A few minutes later he saw the Pontiac again. Jill nudged him and pointed but he had already noticed the car himself. It was coming from the opposite direction this time, cruising uptown past Washburn’s apartment toward Twenty-first Street. It was a four-door car, the windows rolled down, the back seat empty. It was going between fifteen and twenty miles an hour.
There were two men in the front seat. At first he couldn’t get a good look at them. He squinted, and as the car drew up even with them he got a good look at the man on the passenger side. He drew in his breath sharply, and he felt Jill’s hand on his arm, her fingers tightening, squeezing hard. Then as the car moved off he got a brief glimpse of the man behind the wheel.
The man on the passenger side was thickset and short-necked with a heavy face and a once-broken nose. The man doing the driving had thick eyebrows and a thin mouth and a scattering of thin hairline scars across the bridge of his nose.
The car was gone now. It had turned at the corner, had continued west at Twenty-first Street, picking up speed once it rounded the corner. He looked after it and watched it disappear quickly from view. He turned to Jill. She had let go of his arm, and both of her hands were in her lap, knotted into tight fists. Her face was a blend of hatred and horror.
Lee and his friend. Corelli’s murderers. Their target.
They got out of there in a hurry. He said her name and she blinked at him as though her mind were elsewhere, caught up either in the memory of violation or in the plans for vengeance.
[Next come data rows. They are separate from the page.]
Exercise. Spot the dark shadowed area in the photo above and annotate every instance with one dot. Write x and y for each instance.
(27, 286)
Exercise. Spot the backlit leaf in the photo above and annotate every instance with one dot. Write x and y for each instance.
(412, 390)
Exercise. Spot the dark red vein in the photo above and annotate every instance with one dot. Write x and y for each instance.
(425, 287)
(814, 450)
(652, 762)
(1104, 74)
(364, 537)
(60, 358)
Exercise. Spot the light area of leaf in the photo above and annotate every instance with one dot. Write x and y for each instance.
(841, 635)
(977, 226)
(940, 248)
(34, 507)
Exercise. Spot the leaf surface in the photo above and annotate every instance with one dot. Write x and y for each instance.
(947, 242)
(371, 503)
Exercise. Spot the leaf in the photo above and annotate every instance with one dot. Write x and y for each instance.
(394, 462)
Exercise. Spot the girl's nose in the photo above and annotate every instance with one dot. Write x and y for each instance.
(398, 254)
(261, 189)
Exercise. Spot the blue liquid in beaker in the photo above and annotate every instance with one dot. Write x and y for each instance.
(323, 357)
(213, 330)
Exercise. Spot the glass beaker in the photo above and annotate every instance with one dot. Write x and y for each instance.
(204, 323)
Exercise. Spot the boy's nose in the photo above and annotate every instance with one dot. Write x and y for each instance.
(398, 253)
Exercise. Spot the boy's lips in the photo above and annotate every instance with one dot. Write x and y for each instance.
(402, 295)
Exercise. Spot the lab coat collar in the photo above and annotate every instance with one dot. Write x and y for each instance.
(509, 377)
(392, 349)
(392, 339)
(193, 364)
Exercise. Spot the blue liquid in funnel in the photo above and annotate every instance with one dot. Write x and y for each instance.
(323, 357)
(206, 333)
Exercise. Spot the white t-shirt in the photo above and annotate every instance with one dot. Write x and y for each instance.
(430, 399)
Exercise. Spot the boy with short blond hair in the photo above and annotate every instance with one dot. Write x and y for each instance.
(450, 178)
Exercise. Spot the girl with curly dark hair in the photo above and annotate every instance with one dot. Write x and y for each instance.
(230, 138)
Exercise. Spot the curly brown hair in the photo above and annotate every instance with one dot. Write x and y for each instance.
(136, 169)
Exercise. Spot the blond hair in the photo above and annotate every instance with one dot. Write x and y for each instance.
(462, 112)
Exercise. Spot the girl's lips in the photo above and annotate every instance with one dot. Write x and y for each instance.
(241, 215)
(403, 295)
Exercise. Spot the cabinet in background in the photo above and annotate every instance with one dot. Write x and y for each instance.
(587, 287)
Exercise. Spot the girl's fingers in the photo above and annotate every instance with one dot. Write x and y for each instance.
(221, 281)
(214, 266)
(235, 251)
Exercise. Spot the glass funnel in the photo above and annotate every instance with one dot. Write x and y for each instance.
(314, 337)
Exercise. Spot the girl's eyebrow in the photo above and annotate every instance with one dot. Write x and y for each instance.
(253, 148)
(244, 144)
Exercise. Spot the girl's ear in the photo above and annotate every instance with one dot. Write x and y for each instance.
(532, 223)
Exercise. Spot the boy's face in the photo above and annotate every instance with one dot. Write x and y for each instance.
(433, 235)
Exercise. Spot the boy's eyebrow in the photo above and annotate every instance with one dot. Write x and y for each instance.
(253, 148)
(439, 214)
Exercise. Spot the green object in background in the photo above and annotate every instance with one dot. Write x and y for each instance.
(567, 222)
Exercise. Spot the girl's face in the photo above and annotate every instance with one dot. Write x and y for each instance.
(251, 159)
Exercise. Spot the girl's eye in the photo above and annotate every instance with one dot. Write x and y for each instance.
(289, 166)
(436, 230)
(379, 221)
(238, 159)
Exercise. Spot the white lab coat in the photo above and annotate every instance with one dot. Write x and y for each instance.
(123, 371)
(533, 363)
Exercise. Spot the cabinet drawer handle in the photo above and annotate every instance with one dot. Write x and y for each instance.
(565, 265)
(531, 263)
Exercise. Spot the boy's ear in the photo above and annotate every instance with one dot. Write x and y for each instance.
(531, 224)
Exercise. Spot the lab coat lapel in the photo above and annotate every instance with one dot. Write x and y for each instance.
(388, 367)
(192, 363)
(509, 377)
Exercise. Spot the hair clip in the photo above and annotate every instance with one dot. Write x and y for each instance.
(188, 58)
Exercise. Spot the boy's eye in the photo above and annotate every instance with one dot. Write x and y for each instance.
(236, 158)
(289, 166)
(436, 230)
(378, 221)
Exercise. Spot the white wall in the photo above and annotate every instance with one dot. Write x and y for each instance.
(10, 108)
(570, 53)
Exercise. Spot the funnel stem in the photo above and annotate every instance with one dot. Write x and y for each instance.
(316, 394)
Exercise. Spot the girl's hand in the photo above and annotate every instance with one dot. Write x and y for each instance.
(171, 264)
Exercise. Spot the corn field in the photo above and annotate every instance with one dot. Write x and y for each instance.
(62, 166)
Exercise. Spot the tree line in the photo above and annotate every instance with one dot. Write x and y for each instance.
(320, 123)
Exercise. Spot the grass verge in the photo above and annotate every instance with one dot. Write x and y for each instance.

He said, “Come on, we’ve got to take off.” She got to her feet and they let themselves out of the park and walked off in the opposite direction, toward Third Avenue. An empty cab came by and they grabbed it. He told the driver to take them to the Royalton.
They started uptown on Third. Jill said, “Suppose they know about the hotel?”
“How?”
“I don’t know. I’m just panicky, I guess.”
“They might know,” he said. He leaned forward. “Just leave us at the corner of Thirty-fourth Street,” he said.
“Not the Royalton?”
“No, just on the corner.”
Thirty-fourth and where?”
“And Third,” he said.
There was a bar on Third halfway between Thirty-fourth and Thirty-fifth. They got out of the cab and walked to it. He didn’t relax until they were inside the bar and seated in a booth in the rear. It was ridiculous, he knew. The Pontiac was nowhere near them, they were safe, they were clear. But he couldn’t walk in the open street without the uncomfortable feeling that someone was watching them.
There was no waitress. He went to the bar and got two bottles of Budweiser and two glasses, paid for the beers and carried them to the booth. He poured beer into his glass and took a drink. She let her beer sit untouched on the table in front of her. She opened her mouth as if to speak, then shook her head suddenly and closed her mouth again without saying anything.
Finally she said, “I don’t understand it.”
“What?”
“Lublin didn’t know who the killers were. That’s what he said, isn’t it?”
“Yes.”
“Then he must have been lying. Lee and the other man were in the car. They were driving around looking for us. Is there anyone besides Lublin who knows about us?”
“No. Unless someone recognized you at Lublin’s last night.”
“Who? No one could have. So Lublin had to tell them. That meant that he hired them in the first place, and that the whole business about Washburn was a lot of nonsense, and that—”
“He wasn’t lying.”
“He must have been. He—”
“No. Wait a minute.” He picked up the glass of beer and took a long drink. The beer was very cold and went down easily. He made rings on the top of the table with the cold glass.